WayfairYesterday in my conflict of laws class I taught South Dakota v. Wayfair, the 2018 case which lets states force out-of-state sellers to collect and remit use taxes. This morning I wondered why it hasn't been invoked more in the debates over interstate restrictions on abortion. ...

Wayfair might scramble current debates over abortion pills like mifepristone. Suppose an out-of-state entity—a pharmacy, an abortion-rights nonprofit, etc.—ships abortion pills to a user in a state where abortion is illegal. Right now the Supreme Court is considering a case asking whether this use of the mails is illegal under the Comstock Act (though it might well be resolved on standing grounds instead). And a state that made such shipments illegal might have trouble enforcing its laws across state lines; one state's "penal judgments" typically aren't enforced by another, as a longstanding exception to judgment recognition.

So what if the state follows the Al Capone strategy and uses tax law instead?

Say that Alabama imposes a use tax on mifepristone, which it would ordinarily require the user to pay, but which it also requires the provider to report, collect, and remit. There'd be a sufficient nexus, insofar as a sale is attributable to its destination. The tax would apply equally to in-state and out-of-state mifepristone providers, eliminating any claim of discrimination against interstate commerce. And while the Court in Wayfair emphasized the amount of business being done, it didn't endorse a strict minimum of how many shipments are needed to satisfy the commerce clause; after all, why should an out-of-state provider be allowed to evade a tax which an in-state provider would be obligated to pay? (The other parts of the dormant commerce test, derived from the Complete Auto case, could likely be satisfied too; and there's no rule against taxing illegal activities—cf. how they got Capone.)
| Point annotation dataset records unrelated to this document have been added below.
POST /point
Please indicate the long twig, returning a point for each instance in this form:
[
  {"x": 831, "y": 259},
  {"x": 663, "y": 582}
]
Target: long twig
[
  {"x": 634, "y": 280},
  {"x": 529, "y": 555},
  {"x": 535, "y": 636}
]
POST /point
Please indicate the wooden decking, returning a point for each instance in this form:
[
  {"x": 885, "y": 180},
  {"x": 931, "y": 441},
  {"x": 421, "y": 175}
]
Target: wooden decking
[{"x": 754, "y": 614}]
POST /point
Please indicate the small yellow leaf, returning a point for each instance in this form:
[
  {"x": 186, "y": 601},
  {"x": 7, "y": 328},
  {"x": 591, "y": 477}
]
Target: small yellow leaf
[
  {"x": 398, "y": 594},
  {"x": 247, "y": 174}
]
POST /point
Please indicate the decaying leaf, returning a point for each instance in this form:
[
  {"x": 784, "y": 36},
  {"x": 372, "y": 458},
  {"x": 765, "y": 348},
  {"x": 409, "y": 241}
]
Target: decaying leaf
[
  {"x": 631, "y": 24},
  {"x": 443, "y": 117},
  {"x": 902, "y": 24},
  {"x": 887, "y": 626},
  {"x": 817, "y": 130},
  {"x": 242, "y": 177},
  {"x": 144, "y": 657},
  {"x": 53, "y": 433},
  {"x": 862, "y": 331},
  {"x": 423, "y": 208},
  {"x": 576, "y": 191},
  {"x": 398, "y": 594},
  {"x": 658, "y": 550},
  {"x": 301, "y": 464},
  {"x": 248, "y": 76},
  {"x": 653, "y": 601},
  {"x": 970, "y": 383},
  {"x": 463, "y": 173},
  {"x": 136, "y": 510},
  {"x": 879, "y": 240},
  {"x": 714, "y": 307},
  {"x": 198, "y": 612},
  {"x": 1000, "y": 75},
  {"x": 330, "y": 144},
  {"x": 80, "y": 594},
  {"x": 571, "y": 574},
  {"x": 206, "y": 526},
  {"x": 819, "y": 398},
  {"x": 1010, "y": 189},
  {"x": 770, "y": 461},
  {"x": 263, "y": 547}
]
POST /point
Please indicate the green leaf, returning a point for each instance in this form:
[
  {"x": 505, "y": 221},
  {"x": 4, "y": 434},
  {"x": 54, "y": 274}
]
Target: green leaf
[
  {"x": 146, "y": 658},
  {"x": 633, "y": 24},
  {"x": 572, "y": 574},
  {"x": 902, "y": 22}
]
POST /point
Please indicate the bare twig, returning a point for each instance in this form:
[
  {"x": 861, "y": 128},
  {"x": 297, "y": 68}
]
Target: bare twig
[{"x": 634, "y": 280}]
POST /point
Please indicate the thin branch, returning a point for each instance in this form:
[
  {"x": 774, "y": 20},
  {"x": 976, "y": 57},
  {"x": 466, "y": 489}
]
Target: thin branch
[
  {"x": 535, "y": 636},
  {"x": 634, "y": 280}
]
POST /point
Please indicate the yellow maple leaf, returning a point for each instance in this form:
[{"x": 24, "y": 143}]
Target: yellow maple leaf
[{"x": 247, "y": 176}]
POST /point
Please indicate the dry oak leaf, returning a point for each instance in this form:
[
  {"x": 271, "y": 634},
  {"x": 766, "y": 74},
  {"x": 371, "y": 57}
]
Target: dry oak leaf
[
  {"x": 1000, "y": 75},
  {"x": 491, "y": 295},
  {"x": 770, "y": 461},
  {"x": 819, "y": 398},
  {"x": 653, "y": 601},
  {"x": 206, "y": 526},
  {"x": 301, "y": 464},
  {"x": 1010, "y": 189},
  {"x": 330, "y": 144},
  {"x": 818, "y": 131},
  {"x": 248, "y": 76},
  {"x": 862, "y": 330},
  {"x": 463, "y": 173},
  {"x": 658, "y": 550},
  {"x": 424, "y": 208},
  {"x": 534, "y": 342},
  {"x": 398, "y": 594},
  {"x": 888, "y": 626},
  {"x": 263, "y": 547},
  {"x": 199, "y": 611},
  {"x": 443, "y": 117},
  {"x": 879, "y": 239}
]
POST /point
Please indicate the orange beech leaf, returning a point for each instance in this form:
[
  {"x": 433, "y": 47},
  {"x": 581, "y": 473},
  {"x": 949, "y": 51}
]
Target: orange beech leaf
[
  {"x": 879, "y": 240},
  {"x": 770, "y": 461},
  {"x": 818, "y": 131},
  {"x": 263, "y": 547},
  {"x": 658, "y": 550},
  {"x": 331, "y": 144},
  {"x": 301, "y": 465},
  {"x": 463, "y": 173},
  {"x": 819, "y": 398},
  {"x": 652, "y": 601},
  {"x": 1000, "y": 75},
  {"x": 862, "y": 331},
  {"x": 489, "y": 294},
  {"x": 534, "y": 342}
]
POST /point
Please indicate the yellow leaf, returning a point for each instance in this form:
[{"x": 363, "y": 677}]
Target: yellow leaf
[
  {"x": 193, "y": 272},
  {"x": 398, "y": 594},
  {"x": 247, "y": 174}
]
If a state did tax mifepristone, it could probably get that tax enforced. ...

The point of all this isn't necessarily to outline a strategy for restricting abortion, but to note some reasons why we should feel less confident about Wayfair! It's very strange that an out-of-state actor might be obliged to look up and follow other states' tax laws, reporting on transactions and so on, even if we think those states lack power to regulate the actor in general. It's just that the strangeness is easy to miss when the issue is competition between online and brick-and-mortar purveyors of office supplies, and a lot easier to see when the issue is having to report your shipments of abortion pills (names, addresses, etc).   [S]o long as each state can require out-of-state actors to collect and remit taxes, each state can further entangle itself in the abortion debate too.